İKİNCİ BİR YAŞAM ŞART
Torben Eckardt’ın Türkiye’ye ilişkin en büyük hayali ise daha büyük. Eckardt’la Bodrum’da kataraman tipi yelkenli teknesinde yaptığımız özel görüşmede bu hayalini şöyle açıkladı: “Yaklaşık 20 yıldır Volvo’da çalışıyorum. İsveç’e dönüp genel merkezde Türkiye tecrübelerimi aktaracağım. Çocukların lise eğitimi bitene kadar büyük bir ihtimalle İsveç’te çalışacağım. Ama çocukların eğitimi bitip 20 yaşına geldiklerinde artık özgür bir insan olacağım ve hayatımı yeniden şekillendireceğim. Son 20 yıldır aynı işte aynı sektörde çok yoruldum. Bu hayata bir kez geliyoruz ve ikinci bir yaşamı denemeliyiz. Benim hayalim 4 yıl sonra Türkiye’ye geri dönmek. Ne yapacağımı bilmiyorum ama Bodrum’da yelkenli bir teknem var. Dönünce daha büyüğünü alıp turizm işine girebilirim. Ya kiraya verip kaptanlığını yapabilirim ya da yelkenli eğitimi vereceğim bir kurs açabilirim. Sonuçta çocuklar artık kendi ayakları üstünde duracak bir yaşa gelmiş olacaklar ve ben Türkiye’ye bir şekilde döneceğim.”
SOHBET ÇAYLA BAŞLIYOR
Türkiye’nin hem iş anlamında hem dostluk anlamında kendisini çok etkilediğini belirten Eckardt şöyle konuşuyor: “Türkiye’nin kültürüne de bağlı olarak özellikle iş yerindeki dostluklar, performansta çok büyük motivasyon sağlıyor. İsveçte kimse işteki arkadaşlarıyla sohbet etmez.
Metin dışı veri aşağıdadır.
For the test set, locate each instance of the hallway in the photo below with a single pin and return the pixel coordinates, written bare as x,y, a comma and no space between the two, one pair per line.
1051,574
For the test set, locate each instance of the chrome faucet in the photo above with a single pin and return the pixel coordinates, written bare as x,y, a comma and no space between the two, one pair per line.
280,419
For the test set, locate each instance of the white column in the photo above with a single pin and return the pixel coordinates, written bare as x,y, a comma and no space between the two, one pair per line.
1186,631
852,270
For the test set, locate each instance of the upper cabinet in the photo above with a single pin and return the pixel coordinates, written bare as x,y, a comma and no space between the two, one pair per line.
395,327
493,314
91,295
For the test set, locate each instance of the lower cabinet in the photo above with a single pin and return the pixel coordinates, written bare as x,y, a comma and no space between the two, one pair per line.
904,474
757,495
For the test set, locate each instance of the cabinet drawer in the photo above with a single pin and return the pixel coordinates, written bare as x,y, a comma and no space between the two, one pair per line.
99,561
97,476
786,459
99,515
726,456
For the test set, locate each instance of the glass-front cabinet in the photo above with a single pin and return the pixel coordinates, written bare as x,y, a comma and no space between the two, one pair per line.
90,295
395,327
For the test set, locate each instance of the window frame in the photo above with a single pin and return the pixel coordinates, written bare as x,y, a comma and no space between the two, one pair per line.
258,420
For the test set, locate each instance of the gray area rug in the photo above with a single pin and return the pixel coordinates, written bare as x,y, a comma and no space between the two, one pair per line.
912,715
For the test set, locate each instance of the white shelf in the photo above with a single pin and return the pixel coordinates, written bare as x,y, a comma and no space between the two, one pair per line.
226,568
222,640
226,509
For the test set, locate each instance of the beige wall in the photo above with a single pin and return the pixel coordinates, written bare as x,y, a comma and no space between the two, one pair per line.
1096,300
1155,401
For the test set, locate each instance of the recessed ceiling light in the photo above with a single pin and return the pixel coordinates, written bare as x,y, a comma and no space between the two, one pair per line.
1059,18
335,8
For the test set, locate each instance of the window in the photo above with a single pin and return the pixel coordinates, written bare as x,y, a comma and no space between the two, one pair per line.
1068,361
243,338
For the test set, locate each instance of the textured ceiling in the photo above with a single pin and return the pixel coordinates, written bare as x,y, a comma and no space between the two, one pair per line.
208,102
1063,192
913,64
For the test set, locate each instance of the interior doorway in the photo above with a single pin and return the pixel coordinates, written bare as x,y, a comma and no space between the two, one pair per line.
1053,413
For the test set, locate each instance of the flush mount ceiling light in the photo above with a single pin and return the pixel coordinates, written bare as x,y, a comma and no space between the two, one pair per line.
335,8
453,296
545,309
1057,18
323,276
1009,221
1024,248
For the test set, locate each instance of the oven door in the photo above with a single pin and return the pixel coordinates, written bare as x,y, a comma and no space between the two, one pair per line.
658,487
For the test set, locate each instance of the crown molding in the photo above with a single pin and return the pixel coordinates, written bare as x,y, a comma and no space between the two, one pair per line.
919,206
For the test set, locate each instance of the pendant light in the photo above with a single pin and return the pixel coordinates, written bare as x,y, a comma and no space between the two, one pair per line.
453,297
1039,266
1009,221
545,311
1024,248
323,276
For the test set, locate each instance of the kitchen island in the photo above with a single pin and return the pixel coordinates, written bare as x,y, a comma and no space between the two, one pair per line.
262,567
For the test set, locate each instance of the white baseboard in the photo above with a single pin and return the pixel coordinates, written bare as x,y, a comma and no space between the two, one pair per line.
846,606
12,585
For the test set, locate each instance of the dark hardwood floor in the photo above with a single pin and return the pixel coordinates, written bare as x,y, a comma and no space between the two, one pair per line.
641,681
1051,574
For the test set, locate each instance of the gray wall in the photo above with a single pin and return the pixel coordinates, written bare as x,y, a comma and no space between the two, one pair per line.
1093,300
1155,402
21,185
Belki iş çıkışında bir bira içerler birlikte. Ama Türkiye’de sohbetler sabah çay içerek başlıyor ve iş arkadaşlarının bu dostluğu işe de olumlu yansıyor. Diğer taraftan Avrupa’da yüzde 0.5-1 büyümeler başarı olarak kabul edilirken, Türkiye’de yüzde 30-40 büyümek te işte büyük güven yaratıyor.” Kuşkusuz iş hayatının dışında özel hayatında da Türkiye’nin çok olumlu etkisi olduğunu kaydeden Eckardt, “Düşünsenize bugüne kadar ki en iyi dostlarım son 6 yılda çıktı. Ve hepsi Türk. Yediğimiz içtiğimiz ayrı gitmeyen, her zaman dostum kalacak insanlar bunlar. Ben bu ülkeyi nasıl unuturum ve dönmem” dedi.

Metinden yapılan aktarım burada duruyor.